Tremonti – Marching In Time – Il quinto studio album di Mark Tremonti, è decisamente superiore ai predecessori, fatta eccezione per il bellissimo debutto “All I Was” del 2012. Si tratta con ogni probabilità del disco maggiormente organico inciso dal chitarrista di Creed ed Alter Bridge, un flusso perfettamente coordinato di emozioni, aggressività, epicità e melodie. Unanimemente riconosciuto come tra i guitar player più influenti del nuovo secolo, Mark è probabilmente arrivato qui all’apice creativo con questo monolitico lavoro. j.c.
Trivium – In the Court of the Dragon – Arriverà un momento in cui si dovrà ammettere che i Trivium sono riusciti a diventare la più convincente “classic” metal band di tutte quelle uscite dal movimento metalcore dei primi Duemila. Il sodalizio col produttore Josh Wilbur (non a caso iniziato proprio nel 2017 con “TSATS”) ha reso i Trivium una macchina da guerra impegnata in scorribande thrash, hardcore, a tratti progcore e, a questo giro, ancora più epiche e ricercate rispetto all’eccellente predecessore “What the Dead Men Say”. Nel nuovo album il livello compositivo raggiunge vette clamorose, come in “Like A Sword Over Damocles”, “A Crisis of Revelation”, “Fall Into Your Hands” e “The Shadow Of The Abattoir”, le cui divagazioni riportano alla mente gli spunti emersi molti anni fa nelle title track di “Shogun” (2008) e addirittura nella strumentale “The Crusade” (2006). Un album che conferma il quartetto mai così in cima alla catena alimentare della scena heavy moderna in termini di qualità compositiva e creatività. j.c.
Turnstile – Glow On – Come già scritto in occasione dell’uscita del precedente “Time & Space” (2018), il vero punto di forza dei Turnstile è la genuinità. “Glow On” rappresenta ciò di cui gli amanti dei concerti underground hanno più bisogno: un live in un club minuscolo, sporco, maleodorante e rovente, con un’acustica pessima. Un’esperienza che può capire solo chi se ne cibava avidamente nel mondo “prima”. Excursus a parte, il successo della terza fatica dei Turnstile risiede nelle sperimentazioni, oltre che nella vena melodica vibrante sotto la superficie (retro) hardcore (prendete “Endless”), in un amore malcelato per gli elementi percussivi (“Blackout”, “Don’t Play”), e in quella componente “dreamy” presente fin dalle nuvolette della copertina, e che salta spesso fuori (“Lonely Dezires”). c.b.

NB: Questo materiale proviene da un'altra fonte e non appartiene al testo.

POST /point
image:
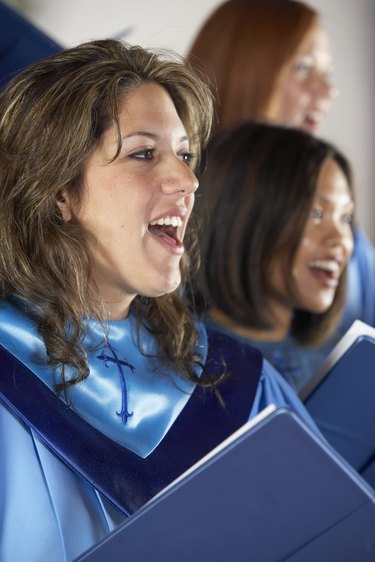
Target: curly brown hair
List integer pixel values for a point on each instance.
(52, 115)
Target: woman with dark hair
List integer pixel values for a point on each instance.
(271, 61)
(277, 238)
(109, 386)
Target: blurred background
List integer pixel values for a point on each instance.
(350, 24)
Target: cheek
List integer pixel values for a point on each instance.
(294, 98)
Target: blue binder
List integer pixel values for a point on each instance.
(341, 398)
(21, 43)
(273, 491)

Venues – Solace – Tra le sorprese del New Core (per usare una definizione che gli aficionados delle playlist Spotify apprezzeranno e coglieranno al volo), anche se quasi tutti i brani presenti in “Solace” sono già usciti i mesi scorsi come singoli, non possiamo non citare i Venues. La nuova fatica della formazione tedesca è uno zuccherino piacevole (“Whydah Gally”, “Shifting Colors”) che va giù che è una meraviglia, grazie all’alternanza gradevole e bilanciata tra riff e inserti elettronici, e tra voce maschile e femminile. c.b.
Whitechapel – Kin – Può una band deathcore ambire a ridefinire il classic metal contemporaneo? E’ quel che stan provando a fare i Whitechapel, già da due dischi a questa parte. Che il risultato finale arrida o meno ai Nostri, l’opera di riposizionamento che Phil Bozeman e soci stanno operando ha dell’ammirevole. Anzi oramai sono le tirate vecchia scuola con blast beat ad apparire sempre più fuori luogo, grazie a una ridefinizione del sound a cavallo tra Stone Sour e un sound rock ad ampio respiro (sentire “Anticure” per delucidazioni) che possa far pensare addirittura ai Katatonia, che punta su atmosfere e classicità piuttosto che insistere su territori oramai aridi anche per chi ha, molti anni or sono, inventato un intero sotto genere. j.c.